这个我需要做一个详细的了解,因为后边的所有模型都基于此去修改。
代码出处:https://github.com/lucidrains/vit-pytorch
论文自行百度。
话不多说,先上图:
看下代码的实现:
v = ViT(
image_size = 256,
patch_size = 32,
num_classes = 1000,
dim = 1024, # 每个向量的维度
depth = 6, # 就是上右图的L,就是用了几次这个Transformer Encoder
heads = 16, # 多头注意力机制的 多头
mlp_dim = 2048, # mlp的维度
dropout = 0.1, # 防止过拟合用的
emb_dropout = 0.1
)
其实我刚开始一直在搜索 什么叫Linear Projection of Flattened Patches?然后都没有这个内容的讲解,其实这个东西就叫patch embeddings 大家可以看下原论文的描述,关键的我标黄了。

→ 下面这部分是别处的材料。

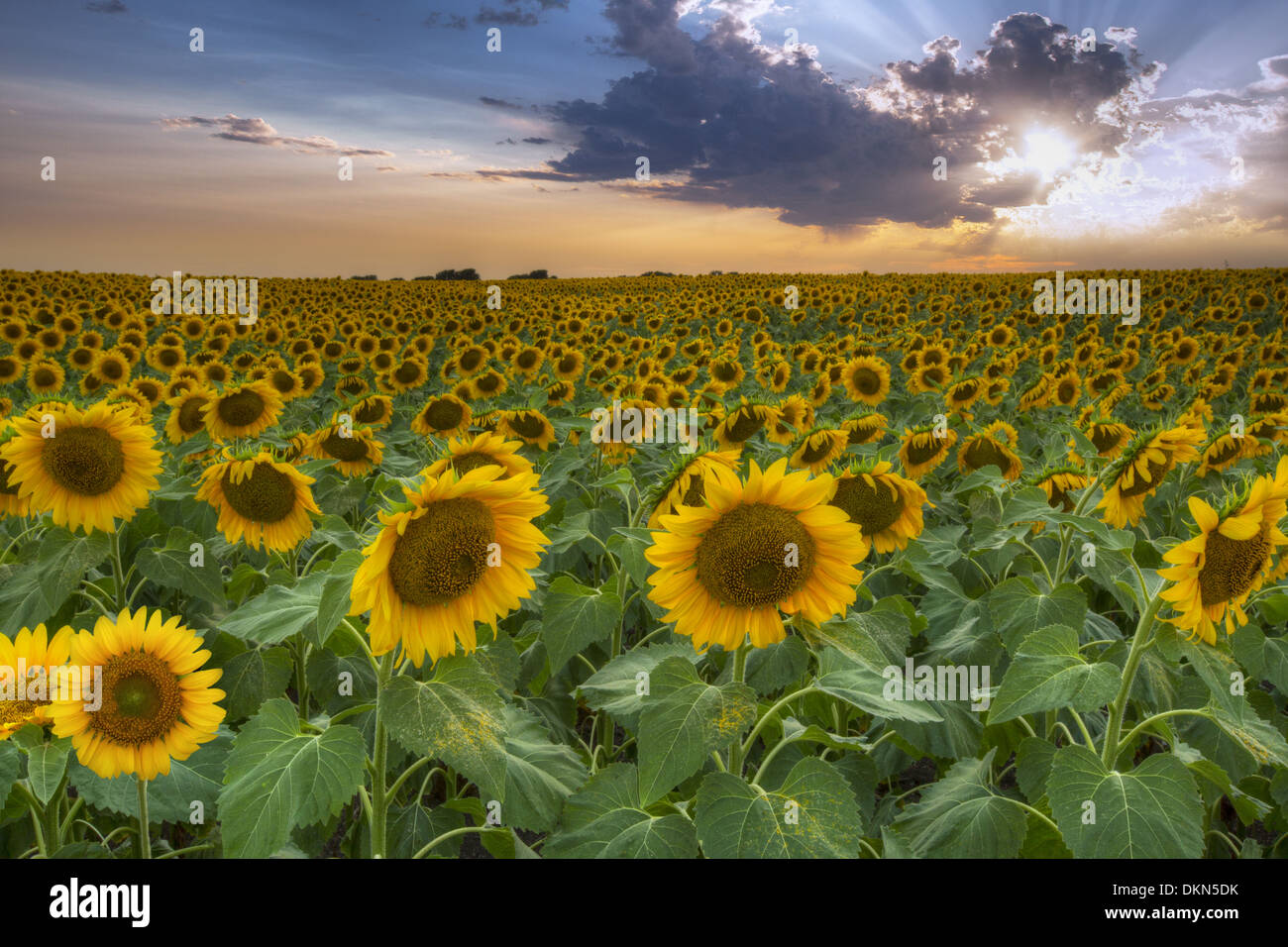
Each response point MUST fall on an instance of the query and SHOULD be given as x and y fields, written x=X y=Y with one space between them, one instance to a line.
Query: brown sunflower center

就是把这个patch展平,然后压缩到dim维(对于论文中的D),我也不知道为什么要压缩到1024维,但是肯定是效果好(像传统的transformer做NLP一般用的是64维)。
image_height, image_width = pair(image_size) # 原图大小 比如说 256 图块大小 32
patch_height, patch_width = pair(patch_size) # 图块大小
assert image_height % patch_height == 0 and image_width % patch_width == 0, 'Image dimensions must be divisible by the patch size.'
num_patches = (image_height // patch_height) * (image_width // patch_width) # (256/32)*(256/32)也就是64块
patch_dim = channels * patch_height * patch_width # 图块拉成 3 * 32 * 32 变成一维的长度
self.to_patch_embedding = nn.Sequential(
Rearrange('b c (h p1) (w p2) -> b (h w) (p1 p2 c)', p1 = patch_height, p2 = patch_width),
nn.Linear(patch_dim, dim), # 通过线性函数 把32*32*3 -> 1024
)
和上面代码一直,我分成了64块图片,加入位置信息,并且,多加了一个class维度,用来做分类,我的理解是,它可以整合我这64块图片的信息,最终判断这是个什么类。
self.pos_embedding = nn.Parameter(torch.randn(1, num_patches + 1, dim)) # shape [1, 64, 1024]
self.cls_token = nn.Parameter(torch.randn(1, 1, dim)) # shape [1, 1, 1024]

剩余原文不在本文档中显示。